# How Does A Double Pole Circuit Breaker Trip?



## fw2007 (Jul 11, 2007)

If current exceeds 100A through either leg of the 220V line, both sides will trip together.
So, you can draw up to 100A on each side, and that current can be a combination of 110V appliances on one leg, or 220V appliance on both legs.
Both poles of a double pole breaker will always trip together if current through either leg exceeds the rating.

For your range, if the specs are 40A at 220V, you need a 40 Amp double-pole breaker.

Hope this helps

FW


----------



## jrclen (Feb 20, 2008)

A double pole breaker is the same as two single pole breakers connected together. So your 100amp 2 pole is 2 100 amp breakers side by side. If either side conducts more than 100 amps the entire unit will trip or open. Both sides will shut off together

That breaker can supply 100 amps of current at 240 volts. It can supply 200 amps of current at 120 volts.
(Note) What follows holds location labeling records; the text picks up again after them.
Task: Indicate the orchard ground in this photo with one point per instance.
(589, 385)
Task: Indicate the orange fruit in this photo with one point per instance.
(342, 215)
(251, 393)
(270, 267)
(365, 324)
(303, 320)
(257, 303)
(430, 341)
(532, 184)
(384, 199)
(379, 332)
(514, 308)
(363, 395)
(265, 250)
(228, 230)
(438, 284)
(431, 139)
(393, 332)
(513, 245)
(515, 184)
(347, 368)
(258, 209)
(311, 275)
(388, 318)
Or any combination of the two as long as neither one exceeds 100 amps.

If your range requires a 40 amp 240 volt circuit, then each side of the 2 pole breaker will be 40 amps.

A home type electrical service consists of 2 legs of power at opposite polarity. Between the 2 legs there is 240 volts of electricity. Between each leg and the service neutral conductor, there is 120 volts of electricity.

If you have any questions, just ask away.


----------